- Interactive map of Range Ponds State Park
- Location: Poland, Maine, United States
- Coordinates: 44°02′17″N 70°20′32″W﻿ / ﻿44.038031°N 70.342181°W
- Area: 740 acres (300 ha)
- Elevation: 308 ft (94 m)
- Established: 1965
- Administrator: Maine Department of Agriculture, Conservation and Forestry
- Website: Range Ponds State Park
- Maine State Parks

= Range Ponds State Park =

State park in Androscoggin County, Maine

Range Ponds State Park is a public recreation area wrapping around the eastern end of Lower Range Pond in the town of Poland in Androscoggin County, Maine.
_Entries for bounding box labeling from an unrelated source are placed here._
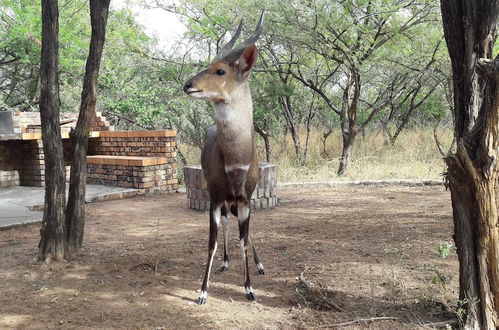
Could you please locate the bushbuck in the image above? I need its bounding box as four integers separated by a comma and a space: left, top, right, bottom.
184, 11, 265, 305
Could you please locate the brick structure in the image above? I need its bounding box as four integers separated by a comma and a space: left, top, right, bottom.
87, 130, 178, 192
19, 112, 114, 133
0, 115, 178, 193
184, 163, 277, 211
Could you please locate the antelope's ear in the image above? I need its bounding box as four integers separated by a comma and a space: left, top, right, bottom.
238, 45, 258, 80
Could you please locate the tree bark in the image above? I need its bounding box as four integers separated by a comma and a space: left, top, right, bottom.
38, 0, 66, 262
254, 122, 271, 163
337, 67, 360, 175
65, 0, 110, 258
441, 0, 499, 329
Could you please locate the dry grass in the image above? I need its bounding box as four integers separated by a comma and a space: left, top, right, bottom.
180, 128, 452, 182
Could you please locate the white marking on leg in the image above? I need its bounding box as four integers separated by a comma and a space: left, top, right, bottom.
237, 204, 249, 223
206, 242, 218, 289
239, 238, 246, 265
213, 204, 222, 227
225, 164, 249, 173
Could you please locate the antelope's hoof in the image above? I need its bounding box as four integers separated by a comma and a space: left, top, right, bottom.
198, 291, 208, 306
246, 287, 255, 300
219, 261, 229, 272
246, 292, 256, 300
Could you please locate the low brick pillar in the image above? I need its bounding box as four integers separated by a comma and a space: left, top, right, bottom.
184, 163, 277, 211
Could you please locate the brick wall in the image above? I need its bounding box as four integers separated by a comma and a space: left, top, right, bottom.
88, 130, 177, 157
0, 130, 178, 191
0, 140, 69, 187
87, 130, 178, 191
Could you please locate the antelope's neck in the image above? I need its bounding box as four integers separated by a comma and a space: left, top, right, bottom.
214, 83, 254, 165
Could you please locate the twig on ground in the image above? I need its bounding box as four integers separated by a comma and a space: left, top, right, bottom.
320, 316, 399, 328
296, 266, 346, 312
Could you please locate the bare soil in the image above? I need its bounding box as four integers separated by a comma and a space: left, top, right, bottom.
0, 186, 458, 329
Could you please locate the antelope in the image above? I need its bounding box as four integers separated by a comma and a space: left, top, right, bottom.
184, 11, 265, 305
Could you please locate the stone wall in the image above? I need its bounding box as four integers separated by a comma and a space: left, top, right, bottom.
0, 130, 178, 191
184, 163, 277, 211
0, 140, 69, 187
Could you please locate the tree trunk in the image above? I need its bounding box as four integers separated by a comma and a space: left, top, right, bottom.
337, 133, 355, 175
254, 123, 271, 163
65, 0, 110, 258
337, 67, 360, 175
441, 0, 499, 329
279, 96, 300, 158
38, 0, 66, 262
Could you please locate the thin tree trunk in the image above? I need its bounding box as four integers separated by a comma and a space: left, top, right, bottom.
441, 0, 499, 329
254, 123, 271, 163
279, 96, 300, 158
321, 128, 333, 156
337, 133, 355, 175
38, 0, 66, 262
65, 0, 110, 257
337, 67, 360, 175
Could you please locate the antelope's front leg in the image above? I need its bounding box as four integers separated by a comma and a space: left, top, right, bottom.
198, 204, 222, 305
220, 206, 229, 272
237, 203, 255, 300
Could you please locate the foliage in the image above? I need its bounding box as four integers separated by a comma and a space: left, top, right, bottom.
0, 0, 451, 173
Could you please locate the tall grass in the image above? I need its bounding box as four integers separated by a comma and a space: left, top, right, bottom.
179, 128, 452, 182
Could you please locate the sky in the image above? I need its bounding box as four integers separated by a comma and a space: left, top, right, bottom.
111, 0, 187, 50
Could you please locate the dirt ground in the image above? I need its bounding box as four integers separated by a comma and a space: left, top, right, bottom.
0, 186, 458, 329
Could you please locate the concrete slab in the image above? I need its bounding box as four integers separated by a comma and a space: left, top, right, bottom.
0, 184, 139, 229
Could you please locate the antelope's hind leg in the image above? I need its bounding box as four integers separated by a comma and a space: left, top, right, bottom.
237, 203, 255, 300
220, 205, 229, 272
198, 204, 222, 305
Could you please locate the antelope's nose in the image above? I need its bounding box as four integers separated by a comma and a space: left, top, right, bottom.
184, 81, 192, 93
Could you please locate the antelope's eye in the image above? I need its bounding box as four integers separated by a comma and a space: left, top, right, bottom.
215, 69, 225, 76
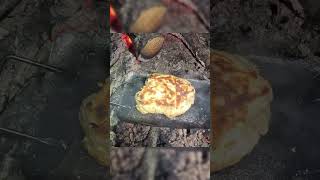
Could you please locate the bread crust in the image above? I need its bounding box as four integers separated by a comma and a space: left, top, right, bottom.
135, 73, 195, 118
210, 51, 273, 172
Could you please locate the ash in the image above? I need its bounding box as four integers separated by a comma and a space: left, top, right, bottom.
110, 33, 210, 147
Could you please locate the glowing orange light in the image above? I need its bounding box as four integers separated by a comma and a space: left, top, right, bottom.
121, 33, 133, 50
110, 5, 117, 24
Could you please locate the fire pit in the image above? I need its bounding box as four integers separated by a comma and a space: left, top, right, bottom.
110, 33, 210, 147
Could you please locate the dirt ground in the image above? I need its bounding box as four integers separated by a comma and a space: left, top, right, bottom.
210, 0, 320, 180
111, 33, 210, 147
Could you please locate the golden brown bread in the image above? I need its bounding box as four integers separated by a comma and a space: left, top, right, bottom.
79, 83, 109, 166
210, 51, 272, 172
135, 73, 195, 118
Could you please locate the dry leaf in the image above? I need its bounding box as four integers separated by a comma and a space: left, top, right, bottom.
141, 36, 164, 59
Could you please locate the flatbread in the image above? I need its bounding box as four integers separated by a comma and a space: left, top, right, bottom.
210, 51, 273, 172
135, 73, 195, 118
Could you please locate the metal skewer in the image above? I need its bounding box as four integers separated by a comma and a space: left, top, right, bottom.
0, 127, 67, 150
110, 102, 131, 109
5, 55, 64, 73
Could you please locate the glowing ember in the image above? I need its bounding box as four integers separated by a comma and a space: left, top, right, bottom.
110, 5, 122, 32
121, 33, 140, 63
110, 5, 117, 24
121, 33, 133, 50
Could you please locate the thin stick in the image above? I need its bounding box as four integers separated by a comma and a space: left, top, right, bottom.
6, 55, 64, 73
0, 127, 65, 149
110, 102, 131, 109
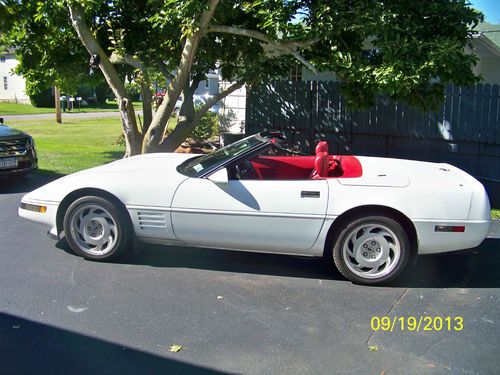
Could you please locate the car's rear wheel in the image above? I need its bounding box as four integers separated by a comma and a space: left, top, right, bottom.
63, 196, 131, 260
332, 216, 411, 285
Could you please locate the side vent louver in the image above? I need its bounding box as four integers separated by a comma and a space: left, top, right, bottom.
137, 211, 167, 231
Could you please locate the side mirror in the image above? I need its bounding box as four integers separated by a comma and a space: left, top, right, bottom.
208, 168, 229, 185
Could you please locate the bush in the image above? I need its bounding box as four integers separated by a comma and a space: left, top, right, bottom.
189, 112, 219, 142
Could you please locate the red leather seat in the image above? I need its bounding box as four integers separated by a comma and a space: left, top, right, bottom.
311, 141, 329, 180
316, 141, 328, 155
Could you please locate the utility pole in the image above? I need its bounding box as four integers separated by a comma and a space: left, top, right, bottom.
54, 86, 62, 124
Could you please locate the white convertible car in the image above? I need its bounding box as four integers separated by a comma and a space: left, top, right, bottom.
19, 133, 490, 285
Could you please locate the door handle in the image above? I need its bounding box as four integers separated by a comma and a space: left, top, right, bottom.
300, 190, 320, 198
The state park offers a sandy beach with lifeguard-supervised swimming, kayaking, limited motorized boating, hiking trails, and fishing. Mountain biking trails, built with the help of local volunteers, provide intermediate level, single-track loops off a central double-track trail that winds through mature pine and hardwood forests.

==History==
The park was created after the State Park and Recreation Commission acquired over 500 acres of land bordering Lower Range Pond in 1965 from Hiram Ricker and Sons, bottlers of Poland Spring Water.

==Range Ponds==

The three Range Ponds are at the same elevation and connected by narrow necks where bridges carry roads over the pond. Flow sequence is from the upper pond through the middle pond to the lower pond which overflows through Range Brook to the Little Androscoggin River in Mechanic Falls 3 mi to the north. The ponds have native populations of chain pickerel, white perch, and smallmouth bass, and have been stocked with brown trout and largemouth bass. These species of angling interest prey on native rainbow smelt and stocked alewife. Stocking with rainbow trout and land-locked Atlantic salmon has been discontinued.

===Upper Range Pond===
Upper Range Pond is the shallowest of the three ponds. It is the southernmost pond, and the north end connects to the middle pond.

===Middle Range Pond===
Middle Range Pond extends from the upper pond at its southern end to the lower pond at its northern end. Maine State Route 26 bridges the narrows where the middle pond connects to the lower pond. Middle pond is the largest and deepest of the three, and supports some lake trout. There is no spawning or nursery habitat for brook trout, but the species is regularly stocked for angling. Black crappie were illegally introduced to the middle pond in the early 21st century.

===Lower Range Pond===
Covering 290 acre, Lower Range Pond is the smallest, but longest, of the three; and forms the top of a "T" with the middle and lower ponds. The north end of the middle pond connects to a short bay on the southwest side of the lower pond. The state park is on the northeast shore and southeast end of the lower pond, while the northwest end of the lower pond overflows as Range Brook.